Malgré un démarrage plus tardif, les autres chaînes ont rapidement suivi. Après avoir lancé une vingtaine de chaînes YouTube courant 2013, Canal+ est entré au capital du réseau multi-chaîne américain Maker Studios, mastodonte aux 60 000 chaînes YouTube et aux 4 milliards de vidéos vues par mois. En mars 2014, la chaîne cryptée rachète 60 % du studio de production Studio Bagel. Le réseau de chaînes humoristiques françaises sur YouTube avait déjà produit du contenu pour la chaîne Canal+ par le passé. Ainsi des Tutos ou du Dezapping, pastilles humoristiques diffusées lors du Grand journal et du Before.

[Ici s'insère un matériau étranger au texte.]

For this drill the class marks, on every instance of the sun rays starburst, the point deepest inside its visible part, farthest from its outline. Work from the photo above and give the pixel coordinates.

Le groupe TF1 n’est pas en reste sur le front des MCN. Après être entrée au capital début 2017 de Studio 71, une filiale de l'allemand ProsiebenSat1, la première chaîne a lancé le réseau multi-chaîne en France en septembre dernier. Bien que la prise de capital ne soit que de 6 %, la Une s’est taillé une part de choix : Studio 71 est le troisième acteur mondial dans l'univers des MCN. La stratégie développée par TF1 rejoint celle de ses concurrentes. La chaîne du groupe Bouygues construit également des ponts entre talents du web et télévision linéaire. La série humoristique Presque Adultes diffusée sur TF1 met en scène les stars de YouTube Natoo, Norman et Cyprien tandis que le collectif Lolywood, trio composé de youtubeurs, fait son entrée dans la grille des programmes de NT1. Les passerelles entre TF1 et YouTube peuvent par ailleurs prendre d’autres formes. Ainsi l’organisation en juin 2017 de la seconde édition de« Get Beauty », salon des youtubeuses beauté, sponsorisé par Sephora et Rimmel.